Zhang Peidong, Peng Xingang, Han Rong, Chen Ting, Ma Jianzhu
Department of Computer Science and Technology, Tsinghua University, Haidian District, Beijing 100084, China.
Institute of Artificial Intelligence, Tsinghua University, Haidian District, Beijing 100084, China.
Brief Bioinform. 2025 May 1;26(3). doi: 10.1093/bib/bbaf265.
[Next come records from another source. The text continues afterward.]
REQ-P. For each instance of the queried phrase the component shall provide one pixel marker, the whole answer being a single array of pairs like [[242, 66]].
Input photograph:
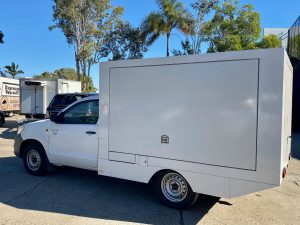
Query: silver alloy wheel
[[174, 187], [33, 159]]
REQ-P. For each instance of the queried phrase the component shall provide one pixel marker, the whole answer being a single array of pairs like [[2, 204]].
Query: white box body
[[36, 94], [225, 118]]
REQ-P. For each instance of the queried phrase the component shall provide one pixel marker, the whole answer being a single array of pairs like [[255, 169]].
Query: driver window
[[82, 113]]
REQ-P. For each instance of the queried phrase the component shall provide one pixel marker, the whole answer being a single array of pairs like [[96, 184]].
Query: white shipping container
[[222, 120]]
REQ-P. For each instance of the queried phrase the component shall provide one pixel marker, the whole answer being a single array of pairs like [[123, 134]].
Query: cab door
[[73, 137]]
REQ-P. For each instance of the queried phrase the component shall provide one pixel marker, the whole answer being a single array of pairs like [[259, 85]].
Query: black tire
[[35, 159], [174, 191]]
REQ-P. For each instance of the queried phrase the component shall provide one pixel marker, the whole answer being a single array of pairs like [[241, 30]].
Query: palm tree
[[171, 14], [13, 70]]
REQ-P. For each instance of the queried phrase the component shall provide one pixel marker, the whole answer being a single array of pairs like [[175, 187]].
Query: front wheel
[[35, 160], [174, 191]]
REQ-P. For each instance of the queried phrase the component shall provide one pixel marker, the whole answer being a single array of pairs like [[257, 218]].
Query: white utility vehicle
[[217, 124], [36, 94]]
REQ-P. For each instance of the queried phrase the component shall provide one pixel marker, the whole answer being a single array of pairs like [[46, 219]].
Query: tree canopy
[[171, 15], [13, 70], [270, 41], [85, 24], [124, 42], [232, 27], [67, 74]]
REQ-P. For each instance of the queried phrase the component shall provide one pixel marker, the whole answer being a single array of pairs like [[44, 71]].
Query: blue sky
[[30, 44]]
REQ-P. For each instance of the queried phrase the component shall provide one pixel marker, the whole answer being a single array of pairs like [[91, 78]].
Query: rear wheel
[[174, 191], [35, 159]]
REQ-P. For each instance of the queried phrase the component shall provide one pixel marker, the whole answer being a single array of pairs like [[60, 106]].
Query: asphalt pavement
[[74, 196]]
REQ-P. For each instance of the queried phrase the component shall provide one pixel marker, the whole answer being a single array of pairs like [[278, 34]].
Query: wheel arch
[[157, 173], [28, 142]]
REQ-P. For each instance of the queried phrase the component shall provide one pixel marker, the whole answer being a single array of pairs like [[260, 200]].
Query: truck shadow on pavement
[[83, 193]]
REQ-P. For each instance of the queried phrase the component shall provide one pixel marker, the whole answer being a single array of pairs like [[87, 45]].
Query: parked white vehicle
[[217, 124], [36, 94]]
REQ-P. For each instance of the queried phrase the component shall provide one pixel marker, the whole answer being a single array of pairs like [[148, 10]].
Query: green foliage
[[270, 41], [1, 37], [13, 70], [85, 24], [232, 27], [187, 49], [202, 8], [171, 15], [69, 74], [124, 42]]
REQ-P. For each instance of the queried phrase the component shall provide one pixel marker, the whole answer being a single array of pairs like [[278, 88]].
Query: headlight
[[20, 129]]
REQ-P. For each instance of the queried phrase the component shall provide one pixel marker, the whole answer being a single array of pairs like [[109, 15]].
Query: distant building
[[281, 33], [294, 54]]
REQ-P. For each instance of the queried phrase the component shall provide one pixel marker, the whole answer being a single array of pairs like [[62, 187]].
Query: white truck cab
[[217, 124]]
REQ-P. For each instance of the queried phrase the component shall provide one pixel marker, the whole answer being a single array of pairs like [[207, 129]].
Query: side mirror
[[56, 118]]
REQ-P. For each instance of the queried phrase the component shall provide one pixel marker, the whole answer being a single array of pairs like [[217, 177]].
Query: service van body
[[217, 124], [36, 94], [9, 95]]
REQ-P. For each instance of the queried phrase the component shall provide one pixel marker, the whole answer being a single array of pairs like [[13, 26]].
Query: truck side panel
[[208, 111]]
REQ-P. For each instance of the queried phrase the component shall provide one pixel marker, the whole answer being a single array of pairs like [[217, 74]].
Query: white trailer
[[36, 94], [217, 124], [9, 95]]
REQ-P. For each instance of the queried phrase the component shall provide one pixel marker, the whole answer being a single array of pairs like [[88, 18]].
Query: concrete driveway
[[73, 196]]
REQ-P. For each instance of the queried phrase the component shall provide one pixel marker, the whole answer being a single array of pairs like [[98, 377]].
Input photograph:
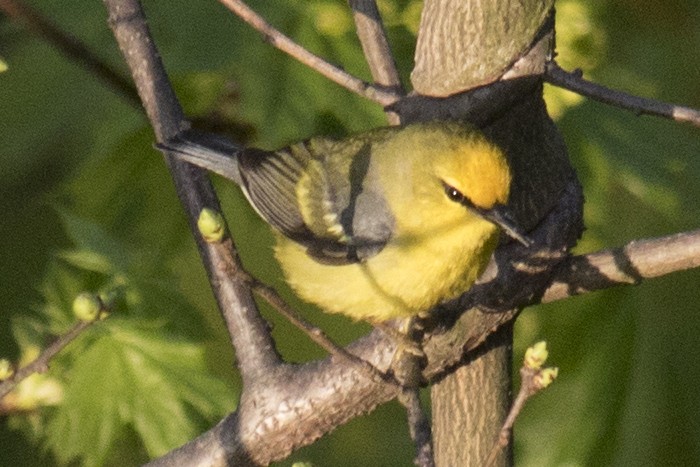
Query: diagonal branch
[[627, 265], [287, 45], [248, 331], [72, 47], [574, 82], [375, 45], [41, 363]]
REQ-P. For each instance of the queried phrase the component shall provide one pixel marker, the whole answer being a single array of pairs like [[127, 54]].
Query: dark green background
[[84, 199]]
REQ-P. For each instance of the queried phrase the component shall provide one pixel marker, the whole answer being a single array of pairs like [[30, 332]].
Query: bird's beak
[[500, 216]]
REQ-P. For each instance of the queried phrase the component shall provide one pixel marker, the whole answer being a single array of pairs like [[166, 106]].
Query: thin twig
[[375, 46], [630, 264], [534, 378], [255, 349], [315, 333], [287, 45], [41, 363], [574, 82], [418, 426], [72, 47]]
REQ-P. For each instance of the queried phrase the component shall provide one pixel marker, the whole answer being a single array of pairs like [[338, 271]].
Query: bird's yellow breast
[[438, 247], [407, 277]]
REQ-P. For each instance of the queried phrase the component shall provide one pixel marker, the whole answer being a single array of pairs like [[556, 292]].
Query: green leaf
[[138, 379]]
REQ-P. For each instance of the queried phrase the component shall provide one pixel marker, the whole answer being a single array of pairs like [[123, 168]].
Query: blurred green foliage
[[87, 204]]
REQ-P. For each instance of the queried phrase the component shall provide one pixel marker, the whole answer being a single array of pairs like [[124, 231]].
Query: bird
[[379, 225]]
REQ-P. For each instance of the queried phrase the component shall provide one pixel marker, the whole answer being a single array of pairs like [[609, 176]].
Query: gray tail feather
[[209, 151]]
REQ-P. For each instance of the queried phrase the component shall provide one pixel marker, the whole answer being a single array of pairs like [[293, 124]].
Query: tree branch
[[375, 46], [41, 363], [248, 331], [639, 105], [287, 45], [627, 265], [72, 47]]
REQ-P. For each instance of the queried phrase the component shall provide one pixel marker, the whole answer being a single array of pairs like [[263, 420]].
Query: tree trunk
[[470, 405], [462, 45]]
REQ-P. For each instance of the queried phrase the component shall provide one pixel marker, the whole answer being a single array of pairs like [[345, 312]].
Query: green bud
[[211, 225], [546, 377], [87, 306], [536, 355], [6, 369]]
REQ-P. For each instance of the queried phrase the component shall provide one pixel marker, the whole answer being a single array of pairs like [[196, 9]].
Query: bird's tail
[[209, 151]]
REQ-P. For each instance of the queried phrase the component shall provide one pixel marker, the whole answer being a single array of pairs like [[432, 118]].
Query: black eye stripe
[[457, 196], [453, 193]]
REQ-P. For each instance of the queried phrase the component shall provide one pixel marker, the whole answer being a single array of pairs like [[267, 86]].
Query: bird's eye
[[454, 194]]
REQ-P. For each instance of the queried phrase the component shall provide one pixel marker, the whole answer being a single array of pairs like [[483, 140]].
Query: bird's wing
[[318, 193]]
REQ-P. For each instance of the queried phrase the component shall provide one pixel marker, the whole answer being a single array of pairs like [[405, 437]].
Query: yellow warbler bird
[[380, 225]]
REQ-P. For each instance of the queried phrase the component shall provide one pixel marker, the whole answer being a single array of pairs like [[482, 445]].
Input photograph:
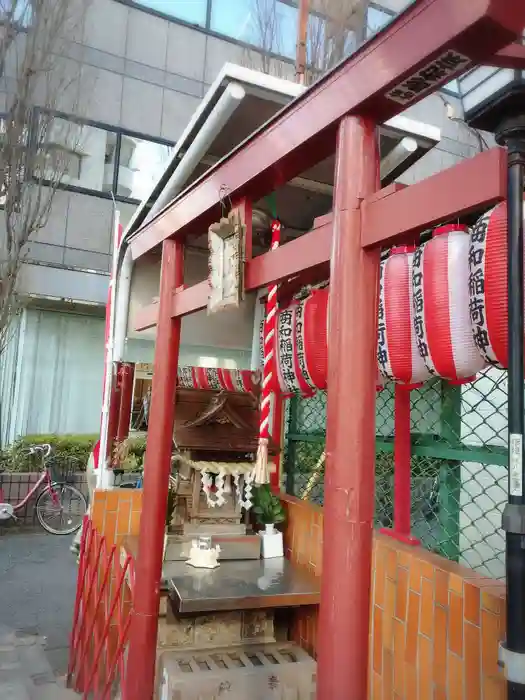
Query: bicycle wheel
[[62, 513]]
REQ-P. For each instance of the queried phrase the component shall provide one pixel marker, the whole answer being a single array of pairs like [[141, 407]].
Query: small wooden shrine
[[215, 443]]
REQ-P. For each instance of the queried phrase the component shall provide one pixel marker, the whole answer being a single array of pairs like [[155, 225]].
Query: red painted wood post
[[127, 374], [140, 670], [343, 635]]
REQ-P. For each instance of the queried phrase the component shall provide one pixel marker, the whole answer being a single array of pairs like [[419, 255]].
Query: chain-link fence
[[458, 466]]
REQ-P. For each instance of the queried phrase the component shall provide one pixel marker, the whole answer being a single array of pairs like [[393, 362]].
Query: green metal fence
[[459, 464]]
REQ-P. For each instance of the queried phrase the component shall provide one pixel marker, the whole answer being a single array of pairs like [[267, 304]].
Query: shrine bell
[[397, 347], [488, 294], [440, 291]]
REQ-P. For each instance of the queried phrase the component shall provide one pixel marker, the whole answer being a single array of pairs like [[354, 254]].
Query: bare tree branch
[[34, 39], [335, 29]]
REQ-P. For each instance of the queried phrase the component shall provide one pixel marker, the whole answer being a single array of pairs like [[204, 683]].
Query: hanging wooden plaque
[[226, 244]]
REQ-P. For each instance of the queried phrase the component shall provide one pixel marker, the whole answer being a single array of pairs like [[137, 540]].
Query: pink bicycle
[[60, 507]]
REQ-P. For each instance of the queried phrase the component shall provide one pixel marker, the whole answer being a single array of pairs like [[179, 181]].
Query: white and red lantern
[[440, 292], [301, 345], [488, 285], [397, 349], [215, 378]]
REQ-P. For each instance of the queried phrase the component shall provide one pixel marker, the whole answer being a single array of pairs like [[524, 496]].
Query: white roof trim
[[253, 81]]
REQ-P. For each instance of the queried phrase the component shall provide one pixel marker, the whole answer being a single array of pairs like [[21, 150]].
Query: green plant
[[267, 507], [65, 447], [129, 454], [172, 502]]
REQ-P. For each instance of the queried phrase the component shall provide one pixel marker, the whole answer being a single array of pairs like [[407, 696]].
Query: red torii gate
[[428, 45]]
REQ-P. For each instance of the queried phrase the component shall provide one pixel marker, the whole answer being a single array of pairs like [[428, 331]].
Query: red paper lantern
[[311, 333], [441, 305], [301, 349], [217, 379], [397, 349], [488, 294]]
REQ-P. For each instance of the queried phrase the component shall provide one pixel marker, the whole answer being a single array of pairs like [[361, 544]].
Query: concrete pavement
[[37, 593]]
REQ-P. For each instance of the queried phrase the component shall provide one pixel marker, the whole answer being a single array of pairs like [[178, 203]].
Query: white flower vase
[[272, 542]]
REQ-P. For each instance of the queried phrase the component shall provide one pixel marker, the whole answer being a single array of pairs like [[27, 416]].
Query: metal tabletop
[[241, 585]]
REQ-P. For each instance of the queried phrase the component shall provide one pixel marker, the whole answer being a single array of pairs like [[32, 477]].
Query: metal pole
[[140, 667], [302, 38], [512, 652], [343, 638]]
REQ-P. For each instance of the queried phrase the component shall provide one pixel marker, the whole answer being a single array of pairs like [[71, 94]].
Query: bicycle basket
[[64, 469]]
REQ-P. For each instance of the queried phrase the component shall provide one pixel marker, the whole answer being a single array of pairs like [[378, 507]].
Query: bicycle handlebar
[[44, 449]]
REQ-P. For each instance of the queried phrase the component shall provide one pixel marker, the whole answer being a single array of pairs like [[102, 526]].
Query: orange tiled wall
[[435, 625], [116, 514]]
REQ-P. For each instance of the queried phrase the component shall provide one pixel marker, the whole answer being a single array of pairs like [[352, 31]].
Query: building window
[[270, 25], [191, 11], [141, 163], [376, 20], [91, 157]]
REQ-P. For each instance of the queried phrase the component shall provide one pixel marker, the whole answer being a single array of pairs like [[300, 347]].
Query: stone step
[[215, 629], [264, 672]]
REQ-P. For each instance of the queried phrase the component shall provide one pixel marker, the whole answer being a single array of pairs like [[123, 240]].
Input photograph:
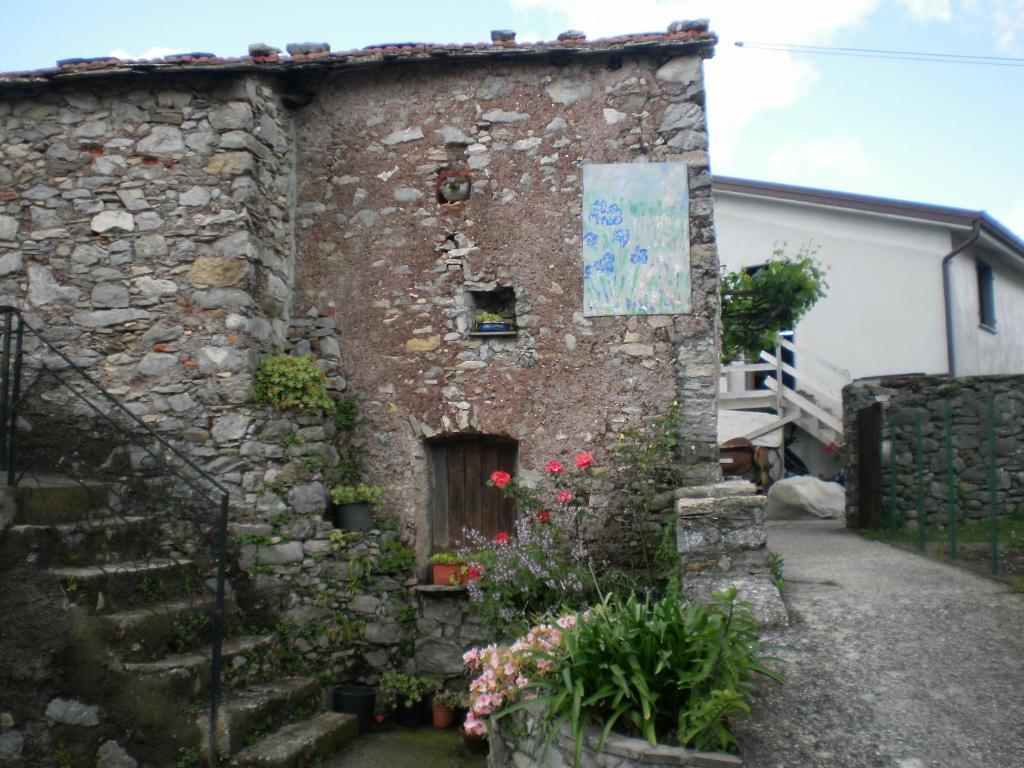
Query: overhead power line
[[899, 55]]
Artificial intelligence (AI) has brought tremendous progress to drug discovery, yet identifying hit and lead compounds with optimal physicochemical and pharmacological properties remains a significant challenge. Structure-based drug design (SBDD) has emerged as a promising paradigm, but the inherent data biases and ignorance of synthetic accessibility render SBDD models disconnected from practical drug discovery. In this work, we explore two methodologies, Rag2Mol-G and Rag2Mol-R, both based on retrieval-augmented generation to design small molecules to fit a 3D pocket. These two methods involve searching for similar small molecules that are purchasable in the database based on the generated ones or creating new molecules from those in the database that can fit into a 3D pocket. Experimental results demonstrate that Rag2Mol methods consistently produce drug candidates with superior binding affinities and drug-likeness. We find that Rag2Mol-R provides a broader coverage of the chemical landscapes and more precise targeting capability than advanced virtual screening models. Notably, both workflows identified promising inhibitors for the challenging target protein tyrosine phosphatases PTPN2, which was used to be considered undruggable and still lacks inhibitors that have completed full clinical trials. Our highly extensible framework can integrate diverse SBDD methods, marking a significant advancement in AI-driven SBDD.
人工智能(AI)为药物发现带来了巨大进展,但识别具有最佳物理化学和药理特性的活性和先导化合物仍然是一项重大挑战。基于结构的药物设计(SBDD)已成为一种有前景的范例,但固有的数据偏差和对合成可及性的忽视使得SBDD模型与实际药物发现脱节。在这项工作中,我们探索了两种方法,即Rag2Mol-G和Rag2Mol-R,它们都基于检索增强生成来设计适合三维口袋的小分子。这两种方法包括基于生成的小分子在数据库中搜索可购买的相似小分子,或者从数据库中能够适配三维口袋的分子创建新分子。实验结果表明,Rag2Mol方法始终能产生具有卓越结合亲和力和类药性质的候选药物。我们发现,与先进的虚拟筛选模型相比,Rag2Mol-R对化学空间的覆盖范围更广,靶向能力更精确。值得注意的是,这两种工作流程都为具有挑战性的靶蛋白酪氨酸磷酸酶PTPN2鉴定出了有前景的抑制剂,该靶点过去被认为难以成药,目前仍缺乏完成全面临床试验的抑制剂。我们高度可扩展的框架可以整合多种SBDD方法,标志着人工智能驱动的SBDD取得了重大进展。